There was some initial backlash to the original iPad name as well, which was mocked as a feminine hygiene product, Even finger touch iphone case the iPhone name, which was associated with a clunky Cisco Systems product when Apple first announced its phone (Apple later struck a deal with Cisco to use the name), didn't immediately impress anyone, Ultimately, the payoff could be huge, Apple's iPod dominated the MP3 player business to the point that people dropped the name and simply referred to all digital music players as iPods..
"It's a lot more powerful, in terms of the brand and the context of the category, to call it an iPad," Passikoff said. People don't say tissue anymore, they say Kleenex. Apple wants that for its iPad. It worked for its iPod. Apple doesn't want consumers to buy tablets, it wants them to buy iPads. That's likely the thinking behind Apple's head-scratching move to dub its latest product the new iPad, dropping any numbers or suffixes. Be respectful, keep it civil and stay on topic. We delete comments that violate our policy, which we encourage you to read. Discussion threads can be closed at any time at our discretion.

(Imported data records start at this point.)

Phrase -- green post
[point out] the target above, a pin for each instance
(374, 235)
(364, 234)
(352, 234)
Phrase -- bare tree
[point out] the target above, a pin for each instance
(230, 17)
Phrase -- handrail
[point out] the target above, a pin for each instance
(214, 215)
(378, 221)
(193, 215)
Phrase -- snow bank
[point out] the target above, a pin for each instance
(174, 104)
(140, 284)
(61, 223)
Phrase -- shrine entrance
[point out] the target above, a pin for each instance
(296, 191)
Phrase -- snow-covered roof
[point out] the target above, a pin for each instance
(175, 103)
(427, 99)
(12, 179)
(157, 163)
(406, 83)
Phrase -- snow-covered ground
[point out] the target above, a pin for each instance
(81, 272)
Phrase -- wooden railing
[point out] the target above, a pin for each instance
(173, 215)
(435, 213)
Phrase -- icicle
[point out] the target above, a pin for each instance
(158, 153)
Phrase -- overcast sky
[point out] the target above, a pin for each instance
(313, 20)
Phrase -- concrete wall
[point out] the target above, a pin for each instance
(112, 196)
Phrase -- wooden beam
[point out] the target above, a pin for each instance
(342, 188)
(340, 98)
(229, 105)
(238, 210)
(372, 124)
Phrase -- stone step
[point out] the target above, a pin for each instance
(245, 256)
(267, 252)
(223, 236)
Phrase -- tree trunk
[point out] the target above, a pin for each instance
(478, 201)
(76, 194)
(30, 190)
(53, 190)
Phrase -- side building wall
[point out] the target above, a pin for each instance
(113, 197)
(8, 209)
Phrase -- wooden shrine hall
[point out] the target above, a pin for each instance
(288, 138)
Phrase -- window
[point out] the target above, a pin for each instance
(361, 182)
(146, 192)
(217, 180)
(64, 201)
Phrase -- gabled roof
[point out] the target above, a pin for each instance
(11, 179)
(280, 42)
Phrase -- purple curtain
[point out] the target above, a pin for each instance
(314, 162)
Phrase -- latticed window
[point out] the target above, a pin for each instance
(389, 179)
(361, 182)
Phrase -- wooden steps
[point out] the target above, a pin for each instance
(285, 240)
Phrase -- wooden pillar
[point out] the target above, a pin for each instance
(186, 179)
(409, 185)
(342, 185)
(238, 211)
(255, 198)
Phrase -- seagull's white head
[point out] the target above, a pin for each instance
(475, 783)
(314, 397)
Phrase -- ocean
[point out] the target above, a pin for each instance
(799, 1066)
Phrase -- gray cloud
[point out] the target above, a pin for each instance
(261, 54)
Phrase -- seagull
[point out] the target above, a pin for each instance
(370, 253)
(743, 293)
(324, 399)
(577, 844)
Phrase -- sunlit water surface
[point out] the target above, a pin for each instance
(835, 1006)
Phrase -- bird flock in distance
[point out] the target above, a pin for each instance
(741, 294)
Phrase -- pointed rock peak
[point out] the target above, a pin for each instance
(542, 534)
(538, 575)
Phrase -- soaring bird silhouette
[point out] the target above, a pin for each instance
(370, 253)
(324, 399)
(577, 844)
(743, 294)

"Yes, we currently have hot spots on other tablets, and we will continue to support it," Verizon spokeswoman Brenda Raney told CNET in a phone call, "We will support the iPad mobile hot spot at launch."As with other tablets that Verizon carries, the monthly data plan will include portable hotspot use, unlike the stipulation for smartphone hotspot use, which costs an extra $20 per month, Verizon's monthly data plans for the iPad will span 1GB of data for $20, 2GB for $30, finger touch iphone case 5GB for $50, and 10GB for $80..
It will take AT&T a little longer to get up and running with this feature, which can supply a 4G LTE connection to a maximum of five devices, but the carrier has every intention of turning hot spots on. "We are working with Apple to enable this feature in the future, but we currently do not offer it," AT&T spokesman Mark Siegel told me over the phone. AT&T's data plan covers 250MB for $15 per month, 3GB for $30, or 5GB for $50. In addition to the hot-spot feature, Apple's third-generation iPad sports a Retina Display with 2048x1536 pixels (yowza!), a souped-up processor to boost gaming, and of course, optional 4G LTE support in addition to Wi-Fi-only options.